En attendant, l'une des conséquences de cette baisse des revenus, c'est l'incapacité des ménages de rembourser leurs dettes et surtout à faire face aux dépenses domestiques. Ces chiffres ne font que confirmer les craintes exprimées depuis le début de la pandémie par les différentes institutions comme la Banque mondiale, qui estime que la croissance en Afrique subsaharienne devrait se rétracter fortement passant de 2,4 % à - 5,1 %, plongeant la région dans sa première récession depuis plus de 25 ans. « Cette crise a exacerbé la vulnérabilité des ménages et la fragilité du secteur informel et des petites et moyennes entreprises », analyse pour sa part le PNUD.
La Côte d'Ivoire diversement impactée
Pour le cas de la Côte d'Ivoire, les conséquences de la pandémie s'évaluent à plusieurs niveaux. Même si le nombre de cas de coronavirus augmente il est assez stable avec 3 110 cas et 35 décès, le pays est tout de même impacté, comme tous les États africains riches en ressources naturelles par une forte baisse de la demande et du prix des cours.

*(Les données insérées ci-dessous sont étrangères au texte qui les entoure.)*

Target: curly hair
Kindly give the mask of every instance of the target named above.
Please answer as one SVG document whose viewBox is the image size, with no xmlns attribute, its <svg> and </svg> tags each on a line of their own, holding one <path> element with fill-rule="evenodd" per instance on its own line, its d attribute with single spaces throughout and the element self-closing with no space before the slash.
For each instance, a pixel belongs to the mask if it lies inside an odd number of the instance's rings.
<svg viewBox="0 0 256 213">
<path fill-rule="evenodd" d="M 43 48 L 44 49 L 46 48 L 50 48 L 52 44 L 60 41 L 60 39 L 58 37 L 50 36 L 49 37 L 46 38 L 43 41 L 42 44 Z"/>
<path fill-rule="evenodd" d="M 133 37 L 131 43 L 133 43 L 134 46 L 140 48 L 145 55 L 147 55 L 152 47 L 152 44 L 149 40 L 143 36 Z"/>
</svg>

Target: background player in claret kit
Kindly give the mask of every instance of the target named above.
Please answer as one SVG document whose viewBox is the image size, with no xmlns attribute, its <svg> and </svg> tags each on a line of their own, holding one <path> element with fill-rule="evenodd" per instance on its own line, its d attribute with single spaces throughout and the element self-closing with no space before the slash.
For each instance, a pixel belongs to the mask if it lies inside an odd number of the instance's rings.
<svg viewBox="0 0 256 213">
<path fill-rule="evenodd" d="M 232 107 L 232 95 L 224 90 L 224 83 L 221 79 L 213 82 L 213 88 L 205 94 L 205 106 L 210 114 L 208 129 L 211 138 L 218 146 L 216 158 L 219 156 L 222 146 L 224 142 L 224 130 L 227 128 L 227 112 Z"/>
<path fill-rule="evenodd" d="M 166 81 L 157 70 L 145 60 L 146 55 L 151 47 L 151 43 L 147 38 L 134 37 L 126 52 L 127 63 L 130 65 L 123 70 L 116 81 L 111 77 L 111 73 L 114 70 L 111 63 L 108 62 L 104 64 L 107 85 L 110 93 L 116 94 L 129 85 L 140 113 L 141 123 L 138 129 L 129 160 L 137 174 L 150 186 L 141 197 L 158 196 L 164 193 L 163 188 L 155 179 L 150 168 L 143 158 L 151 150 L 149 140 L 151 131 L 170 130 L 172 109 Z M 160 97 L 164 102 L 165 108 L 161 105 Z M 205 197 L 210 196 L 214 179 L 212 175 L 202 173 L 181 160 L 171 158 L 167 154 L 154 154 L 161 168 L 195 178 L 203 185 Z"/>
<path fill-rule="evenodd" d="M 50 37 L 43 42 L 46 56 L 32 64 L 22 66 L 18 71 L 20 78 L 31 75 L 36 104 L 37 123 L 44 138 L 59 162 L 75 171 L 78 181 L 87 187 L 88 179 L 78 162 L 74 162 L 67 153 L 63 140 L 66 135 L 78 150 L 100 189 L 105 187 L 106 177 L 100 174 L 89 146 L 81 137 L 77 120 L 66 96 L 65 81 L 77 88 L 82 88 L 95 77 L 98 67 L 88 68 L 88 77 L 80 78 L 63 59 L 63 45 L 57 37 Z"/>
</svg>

Loin d'être resté indifférent, le gouvernement a réagi assez rapidement. Et il y avait urgence. Car c'est bien la première fois depuis de longues années que la Côte d'Ivoire va connaître une croissance inférieure à 5 %. « Notre croissance économique, estimée à 7,2 % pour l'année 2020, serait réduite de moitié à 3,6 %, dans l'hypothèse d'une maîtrise de la pandémie fin juin », a annoncé le Premier ministre Amadou Gon Coulibaly. En conséquence, son gouvernement a pris des mesures économiques pour compenser les pertes. Il a rapidement adopté un plan de riposte national qui contient des mesures d'accompagnement des entreprises. Pour connaître leur impact sur le long terme, l'État a prévu de poursuivre sa série d'enquêtes, toutes les six semaines, en collaboration avec la Banque Mondiale et les agences du système des Nations unies, afin de mesurer l'évolution à la lumière des décisions gouvernementales en réponse à la pandémie du Covid-19. À la lumière des trois premières études il ressort trois scénarios possibles qui auraient de lourdes conséquences sur la pauvreté dans le pays. Si la crise ne devait durer qu'un trimestre le taux de pauvreté – qui se situait aux alentours de 37 % avant la crise sanitaire – augmenterait de 4 points. + 10 % si la crise devait durer deux trimestres. + 21 points, soit un taux de pauvreté approchant les 60 % si la crise venait à durer un an ou plus.